NIC link is Down when using Dual Port (PCIe x4) Gigabit Ethernet Server Adapter Network Card - Intel...

Hello,

I have a network problem when using with nvidia tx2 the Dual Port PCI Express (PCIe x4) Gigabit Ethernet Server Adapter Network Card - Intel i350 NIC (ST2000SPEXI)

The setup:

To the nvidia tx2 i have connected 2 devices (other dev boards) directly to the PCI dual ports(ETH1 and ETH2).The nvidia ETH0 (is connected via ssh to another pc).

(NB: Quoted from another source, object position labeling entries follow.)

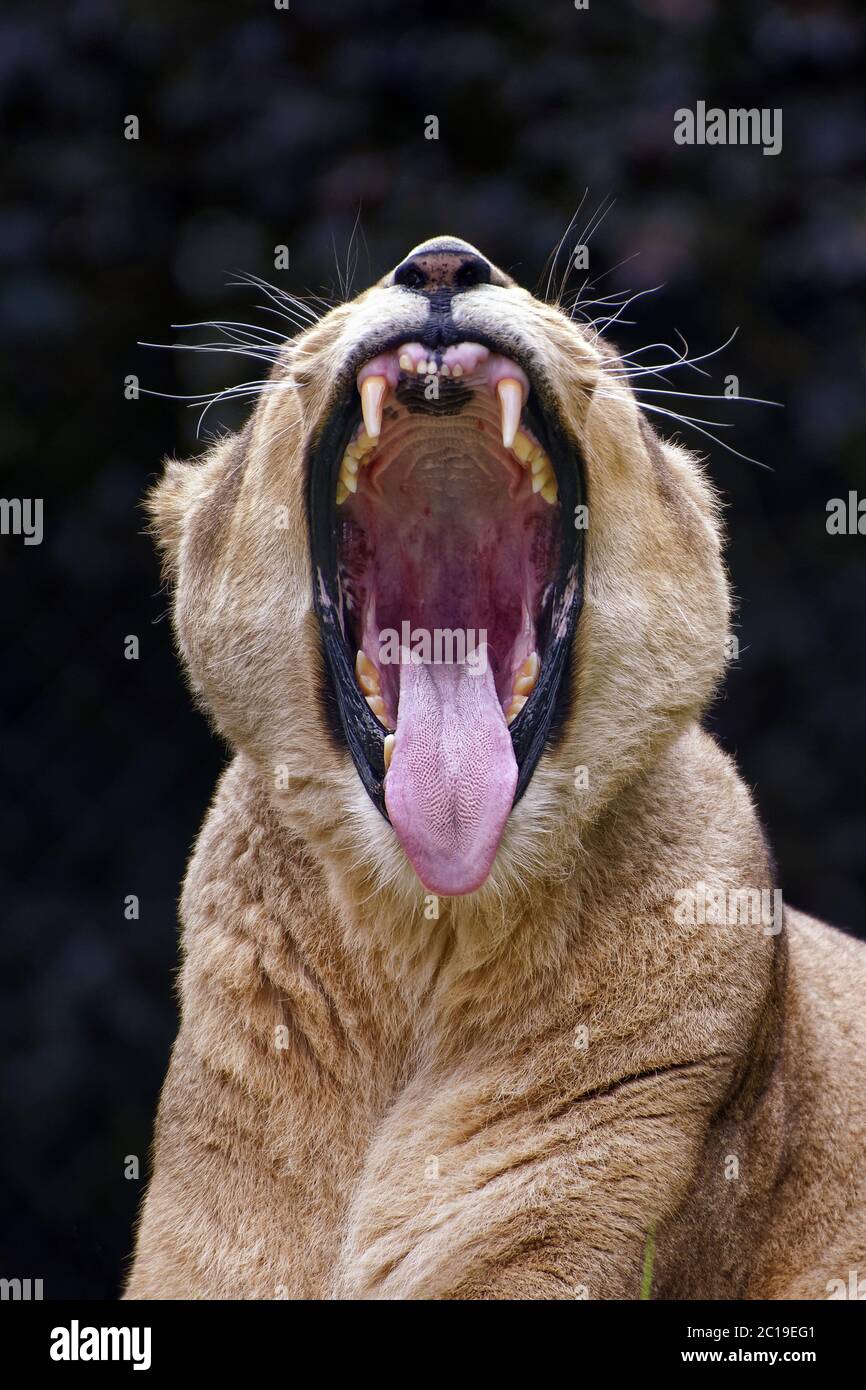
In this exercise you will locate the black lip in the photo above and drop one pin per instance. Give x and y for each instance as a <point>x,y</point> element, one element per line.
<point>348,715</point>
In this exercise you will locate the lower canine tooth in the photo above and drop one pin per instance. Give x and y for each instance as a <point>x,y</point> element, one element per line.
<point>513,710</point>
<point>510,405</point>
<point>373,395</point>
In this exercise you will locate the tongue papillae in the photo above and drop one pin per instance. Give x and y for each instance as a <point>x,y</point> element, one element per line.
<point>449,528</point>
<point>453,773</point>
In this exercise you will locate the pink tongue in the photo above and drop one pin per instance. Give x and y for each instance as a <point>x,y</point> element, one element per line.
<point>452,777</point>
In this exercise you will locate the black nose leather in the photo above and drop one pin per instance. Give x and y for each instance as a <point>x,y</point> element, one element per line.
<point>442,268</point>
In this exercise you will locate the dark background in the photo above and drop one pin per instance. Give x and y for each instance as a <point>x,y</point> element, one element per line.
<point>260,127</point>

[i]eth0 Link encap:Ethernet HWaddr 00:04:4b:c5:01:0d
inet addr:192.168.157.42 Bcast:192.168.157.255 Mask:255.255.255.0
inet6 addr: fe80::204:4bff:fec5:10d/64 Scope:Link
UP BROADCAST RUNNING MULTICAST MTU:1500 Metric:1
RX packets:1378709 errors:0 dropped:0 overruns:0 frame:0
TX packets:4139259 errors:0 dropped:0 overruns:0 carrier:0
collisions:0 txqueuelen:1000
RX bytes:85100195 (85.1 MB) TX bytes:27988495868 (27.9 GB)
Interrupt:42

eth1 Link encap:Ethernet HWaddr 00:0a:cd:33:54:7b
inet addr:169.254.8.202 Bcast:169.254.8.255 Mask:255.255.255.0
inet6 addr: fe80::20a:cdff:fe33:547b/64 Scope:Link
UP BROADCAST RUNNING MULTICAST MTU:1500 Metric:1
RX packets:7463869 errors:0 dropped:0 overruns:0 frame:0
TX packets:112 errors:0 dropped:0 overruns:0 carrier:0
collisions:0 txqueuelen:1000
RX bytes:516219413 (516.2 MB) TX bytes:11010 (11.0 KB)
Memory:50100000-5011ffff

eth2 Link encap:Ethernet HWaddr 00:0a:cd:33:54:7c
inet addr:169.254.9.202 Bcast:169.254.9.255 Mask:255.255.255.0
inet6 addr: fe80::20a:cdff:fe33:547c/64 Scope:Link
UP BROADCAST RUNNING MULTICAST MTU:1500 Metric:1
RX packets:7680832 errors:0 dropped:0 overruns:0 frame:0
TX packets:112 errors:0 dropped:0 overruns:0 carrier:0
collisions:0 txqueuelen:1000
RX bytes:531224791 (531.2 MB) TX bytes:11009 (11.0 KB)
Memory:50120000-5013ffff
[/i]

The problem:

Randomly just the ETH1 (from PCIexpress) is lossing connection for about 1-2 seconds:

nvidia@tegra-ubuntu:~$ dmesg | grep igb
[ 7484.066821] igb 0000:01:00.0 eth1: igb: eth1 NIC Link is Down
[ 7485.771149] igb 0000:01:00.0 eth1: igb: eth1 NIC Link is Up 100 Mbps Full Duplex, Flow Control: RX
[ 7501.430821] igb 0000:01:00.0 eth1: igb: eth1 NIC Link is Down
[ 7503.063148] igb 0000:01:00.0 eth1: igb: eth1 NIC Link is Up 100 Mbps Full Duplex, Flow Control: RX

Basicaly the behaviour is like somebody is un-pluging the cable from the PCI board for port ETH1
The boards connected to ETH1 and ETH2 are identically with identical config and code on them.
I never lose connection if i touch the cable or i simulate an imperfect contact. 
The ethernet driver is a built-in one <igb> or something and the lib/modules version is 4.4.38

- I have checked on other topics this problem but nothing works.
- I have changed the cables and still no solution.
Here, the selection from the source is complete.